Amerika

Furthest Right

A Contradiction At The Heart Of Democracy

As the era of the individual fades, liberal democracy finds itself collapsing. People in groups just make terrible decisions, and then individuals are afraid to stand out from the crowd, so they just go along with the insanity like teenagers succumbing to peer pressure. This is how democracy ends societies.

Another fundamental problem with democracy is that it is based on self-image. When we vote, we are not asked what we actually do, but what we think we might do, or want to do, or how we see ourselves through the mirror of others. This leads to pretentious, unrealistic decisions. Even lobotomized entertainment horde nexus Netflix is finding this out:

Switching to a binary thumbs-up / thumbs-down system might seem less granular than offering five stars, but Yellin said there’s an implicit understanding with thumbs-up / thumbs-down that people are doing it to improve their own experience rather than trying to rate it for the rest of the world. And at the end of the day, it’s really about just getting more people to rate things.

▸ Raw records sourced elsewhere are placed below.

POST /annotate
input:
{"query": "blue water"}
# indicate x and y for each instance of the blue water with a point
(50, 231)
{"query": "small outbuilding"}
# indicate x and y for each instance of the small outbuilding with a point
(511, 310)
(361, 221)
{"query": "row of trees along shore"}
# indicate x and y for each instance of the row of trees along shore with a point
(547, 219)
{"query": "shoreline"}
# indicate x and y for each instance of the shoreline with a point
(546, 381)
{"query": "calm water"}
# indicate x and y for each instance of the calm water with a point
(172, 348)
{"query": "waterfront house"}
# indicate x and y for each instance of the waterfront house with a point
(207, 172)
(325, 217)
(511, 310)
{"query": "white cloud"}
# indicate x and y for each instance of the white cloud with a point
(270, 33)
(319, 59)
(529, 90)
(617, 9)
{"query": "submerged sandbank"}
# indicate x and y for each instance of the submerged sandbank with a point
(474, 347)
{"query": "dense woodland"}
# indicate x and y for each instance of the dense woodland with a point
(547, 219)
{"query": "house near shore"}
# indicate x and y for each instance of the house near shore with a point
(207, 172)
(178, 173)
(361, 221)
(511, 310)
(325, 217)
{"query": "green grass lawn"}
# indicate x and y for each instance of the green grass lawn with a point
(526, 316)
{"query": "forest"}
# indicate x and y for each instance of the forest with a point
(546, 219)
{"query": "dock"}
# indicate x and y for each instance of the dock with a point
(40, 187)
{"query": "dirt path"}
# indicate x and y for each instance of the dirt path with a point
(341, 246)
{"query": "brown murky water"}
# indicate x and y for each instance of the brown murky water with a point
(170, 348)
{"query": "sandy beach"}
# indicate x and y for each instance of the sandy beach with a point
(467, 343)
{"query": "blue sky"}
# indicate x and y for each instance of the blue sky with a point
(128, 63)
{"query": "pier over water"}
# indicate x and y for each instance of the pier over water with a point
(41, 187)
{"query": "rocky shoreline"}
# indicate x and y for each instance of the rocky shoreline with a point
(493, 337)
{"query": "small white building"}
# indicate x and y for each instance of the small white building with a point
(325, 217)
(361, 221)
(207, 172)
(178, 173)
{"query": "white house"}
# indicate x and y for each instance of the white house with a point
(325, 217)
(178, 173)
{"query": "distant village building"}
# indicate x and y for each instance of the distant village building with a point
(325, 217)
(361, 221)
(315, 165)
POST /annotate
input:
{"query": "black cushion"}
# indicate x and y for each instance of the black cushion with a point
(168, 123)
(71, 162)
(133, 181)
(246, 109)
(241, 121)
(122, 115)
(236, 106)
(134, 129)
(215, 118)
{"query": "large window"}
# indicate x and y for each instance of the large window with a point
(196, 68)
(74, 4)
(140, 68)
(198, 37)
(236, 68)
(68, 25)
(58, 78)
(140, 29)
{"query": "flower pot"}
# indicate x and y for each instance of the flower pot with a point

“What’s more powerful: you telling me you would give five stars to the documentary about unrest in the Ukraine; that you’d give three stars to the latest Adam Sandler movie; or that you’d watch the Adam Sandler movie 10 times more frequently?” Yellin said. “What you do versus what you say you like are different things.”

What you do is more important than what you say you do. In this sense, the best single factor Netflix could use would be to see what videos you watched again or recommended to friends. That reflects what people do, not how they view themselves. How many documentaries have been voted up because people think it makes them look cool, hip and profound to like “Last Flight Of The Dodo” in HD?

The last thousand years or so have seen us in the West trying to make a leaky boat sail. First we created a middle class, figuring that if we gave the clever-but-not-intelligent a voice, they might stop agitating on the national level. Then with The Enlightenment,™ we told everyone that their feelings were more real than social order, known truth or nature.

Finally we came to democracy, at which point it was clear that the West was dead and had been replaced by an angry mob of self-important little proles. Now everyone voted for what they thought would benefit them, spending the money of society as if it were theirs, and adopting policies that made them feel special. We see the results of that disaster every day.

The American Constitution was the most ambitious effort yet to plug up the leaky ship. It introduced many rules and concepts which people fought over until they beat them into an unrecognizable mass of lost meaning. Poll taxes, votes correlated to tax paying, local representatives and other schemes all failed as well.

There is no way to fix mob behavior. Even smart people, and especially clever-but-not-intelligent people, make terrible decisions in groups. There are only a few among us fit to lead, and they cannot be assessed with standardized tests, income statements and rules. You have to put them in small positions of leadership, and let them rise by succeeding in the real world, not the theater of public opinion.

Across Europe and the USA, “populist” movements are blooming, but these are more a reaction to hitting rock bottom than political movements in the usual sense. They are anti-populist at their core in that they aim to get us away from the politics of pretense, and to focus on the question of leadership, which demands strong gravitational forces like powerful leaders, tribalism and enduring culture.

Some people think we can fix democracy by having people vote on every issue in real time over the internet through their television sets. In reality, this would be nothing but an insanity amplifier, wrecking the remnants of a once-great civilization even faster than our current neurotic voting habits. Instead, we should do away with the votes entirely, and look at what actually works.